Em lugar de negar-lhes a história,
faríamos melhor se ouvíssemos
as história que têm para contar.
Recentemente ganhei uma máquina fotográfica nova aqui na missão. Por isso, um amigo me provocou: “Aí na África tem muitos bichos legais. Você tem que começar a postar fotos dos leões e elefantes também”. Decidi na hora que precisamos falar sobre isso.
O questionamento me despertou para dois pontos importantes. Primeiro, o conceito de que em todo lugar da África existem grandes feras selvagens prontas a comer o que aparecer pela frente – especialmente pessoas. E, segundo, a ideia de que a África é um lugar só. Um pequeno país cheio de animais e gente sem roupa.
Para começar, minha escolha por tirar e postar fotos de pessoas não acontece apenas porque eu acredito que elas são a melhor maneira de expressar a real beleza do local que vivo mas, também, porque não tive, em 10 meses, absolutamente nenhum contato com algum animal “legal”. Isso mesmo. Sinto decepcionar, mas não vi nenhum leão, nenhum elefante e muito menos uma girafa ou uma zebra. Nem sequer um crocodilo ou uma cobra maior que 30cm.
Além disso, precisamos lembrar que a África é um continente imenso, com 54 países e, assim como o continente americano ou o europeu, possui uma vasta variedade de tradições, idiomas, culturas, climas, vegetações, povos e realidades.
Temos que concordar que falar de qualquer coisa em relação a África neste tom reducionista é como resumir a América pelos Estados Unidos.
Sem conhecer muito, baseados naquilo que nossos livros de história nos apresentaram, muitas vezes falamos de cultura africana sem perceber que, na realidade, não existe uma cultura única na África – ainda bem, porque é tanta riqueza em cada uma delas, que muita coisa se perderia se fosse assim! Quando você percebe que na realidade são mais de 1 bilhão de pessoas e cerca de 3 mil grupos étnicos, não dá para imaginar muita uniformidade.

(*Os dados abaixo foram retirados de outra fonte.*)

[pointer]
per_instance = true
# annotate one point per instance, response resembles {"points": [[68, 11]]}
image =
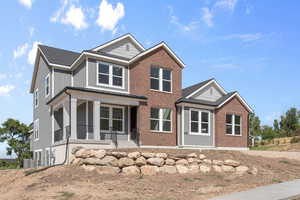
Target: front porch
{"points": [[89, 117]]}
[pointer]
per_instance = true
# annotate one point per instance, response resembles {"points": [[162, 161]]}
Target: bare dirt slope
{"points": [[70, 182]]}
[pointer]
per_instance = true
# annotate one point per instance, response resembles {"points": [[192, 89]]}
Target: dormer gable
{"points": [[125, 46]]}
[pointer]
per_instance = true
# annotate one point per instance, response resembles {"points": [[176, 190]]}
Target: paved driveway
{"points": [[274, 154]]}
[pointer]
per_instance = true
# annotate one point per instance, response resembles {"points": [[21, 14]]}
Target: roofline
{"points": [[242, 100], [208, 83], [162, 44], [127, 35], [93, 91]]}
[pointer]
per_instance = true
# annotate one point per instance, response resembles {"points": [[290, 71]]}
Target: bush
{"points": [[295, 140]]}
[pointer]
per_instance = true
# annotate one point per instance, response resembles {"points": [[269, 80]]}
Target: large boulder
{"points": [[149, 170], [167, 169], [131, 170], [227, 168], [156, 161], [240, 170], [182, 169], [134, 155], [204, 168], [170, 161], [232, 163], [140, 161], [161, 155], [125, 162], [119, 154], [148, 155], [182, 162], [107, 170]]}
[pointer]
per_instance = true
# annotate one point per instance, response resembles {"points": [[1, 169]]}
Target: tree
{"points": [[290, 122], [16, 135], [254, 124]]}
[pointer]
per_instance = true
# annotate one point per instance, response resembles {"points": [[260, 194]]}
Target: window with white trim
{"points": [[111, 75], [36, 98], [160, 79], [199, 122], [161, 120], [233, 124], [112, 117], [36, 131], [47, 85]]}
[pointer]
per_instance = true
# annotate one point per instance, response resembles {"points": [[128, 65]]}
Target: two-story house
{"points": [[120, 93]]}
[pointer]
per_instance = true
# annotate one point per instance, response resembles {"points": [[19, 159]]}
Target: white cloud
{"points": [[32, 53], [26, 3], [244, 37], [226, 4], [108, 16], [5, 90], [75, 17], [185, 28], [21, 50], [207, 17]]}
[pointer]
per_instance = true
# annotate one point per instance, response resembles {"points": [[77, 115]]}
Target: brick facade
{"points": [[234, 106], [140, 85]]}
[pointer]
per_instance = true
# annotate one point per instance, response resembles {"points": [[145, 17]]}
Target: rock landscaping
{"points": [[146, 163]]}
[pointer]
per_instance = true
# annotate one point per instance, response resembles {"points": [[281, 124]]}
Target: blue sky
{"points": [[249, 46]]}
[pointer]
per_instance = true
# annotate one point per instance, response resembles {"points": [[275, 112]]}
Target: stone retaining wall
{"points": [[146, 163]]}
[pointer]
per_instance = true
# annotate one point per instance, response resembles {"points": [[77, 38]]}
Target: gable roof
{"points": [[58, 56], [163, 45], [126, 36]]}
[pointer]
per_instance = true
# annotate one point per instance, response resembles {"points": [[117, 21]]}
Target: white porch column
{"points": [[66, 118], [73, 118], [96, 119]]}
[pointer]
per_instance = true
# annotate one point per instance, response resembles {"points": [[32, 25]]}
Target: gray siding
{"points": [[42, 112], [119, 49], [61, 80], [199, 140], [79, 75], [93, 76]]}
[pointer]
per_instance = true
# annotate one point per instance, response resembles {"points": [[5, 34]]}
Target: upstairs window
{"points": [[199, 122], [47, 85], [233, 125], [36, 98], [160, 120], [110, 75], [160, 79]]}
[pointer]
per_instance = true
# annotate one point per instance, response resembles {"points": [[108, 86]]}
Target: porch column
{"points": [[96, 119], [66, 118], [73, 118]]}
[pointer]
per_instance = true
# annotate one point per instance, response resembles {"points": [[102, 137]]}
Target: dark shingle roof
{"points": [[59, 56], [189, 90], [209, 103]]}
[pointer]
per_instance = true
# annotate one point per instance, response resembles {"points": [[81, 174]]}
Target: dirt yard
{"points": [[72, 183]]}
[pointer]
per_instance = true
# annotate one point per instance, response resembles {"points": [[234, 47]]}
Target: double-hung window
{"points": [[199, 122], [233, 124], [47, 85], [161, 120], [110, 75], [112, 117], [160, 79], [36, 98], [36, 130]]}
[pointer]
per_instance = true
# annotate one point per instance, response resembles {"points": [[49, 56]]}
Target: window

Acontece que a África (o continente!) nos foi (im)posta como um lugar tão distante e tão impossível de chegar – e também tão desinteressante -, que toda a má reputação que ganhou ainda é muito viva em nós. Visualizamos em nossas mentes apenas um lugar sem conserto, tomado pela miséria, onde corvos aguardam a morte de crianças para devorá-las.
Não posso negar que muitas pessoas ainda morrem por falta de comida, medicamentos e água em muitos lugares do continente. Mas a África não vive só de pobreza, safaris e tambores.
Em Moçambique, uma pequena porção da Terra-Mãe, convivemos com um povo que não cansa de trabalhar e lutar por uma vida melhor, seja nos grandes centros ou nos distritos do interior, nas pequenas propriedades rurais familiares ou nas grandes empresas (estrangeiras). Por aqui, em muitos lugares já chegou a energia, o computador, a internet e até o Facebook. Em outros, é claro, a televisão ainda é novidade e carro é coisa para criança curiosa correr atrás.
No local onde vivo, norte de Moçambique, os recursos são realmente poucos. Mas isso não acontece porque é um lugar esquecido ou castigado por Deus.
A precariedade na alimentação, na saúde, na educação e na habitação aqui é resultado de um sistema corrupto, que vende medicamentos já pagos com recursos estrangeiros e literalmente come multas de trânsito, impostos e contribuições sociais.
Apesar disso, sabemos que o trabalho diário de cada moçambicano é regado pelo sonho e pela crença de um país melhor. A esperança é o grande ânimo deste povo, em um contexto de mudanças rápidas, cheio de inovações e estranhezas de uma África cheia de novidades e diferenças.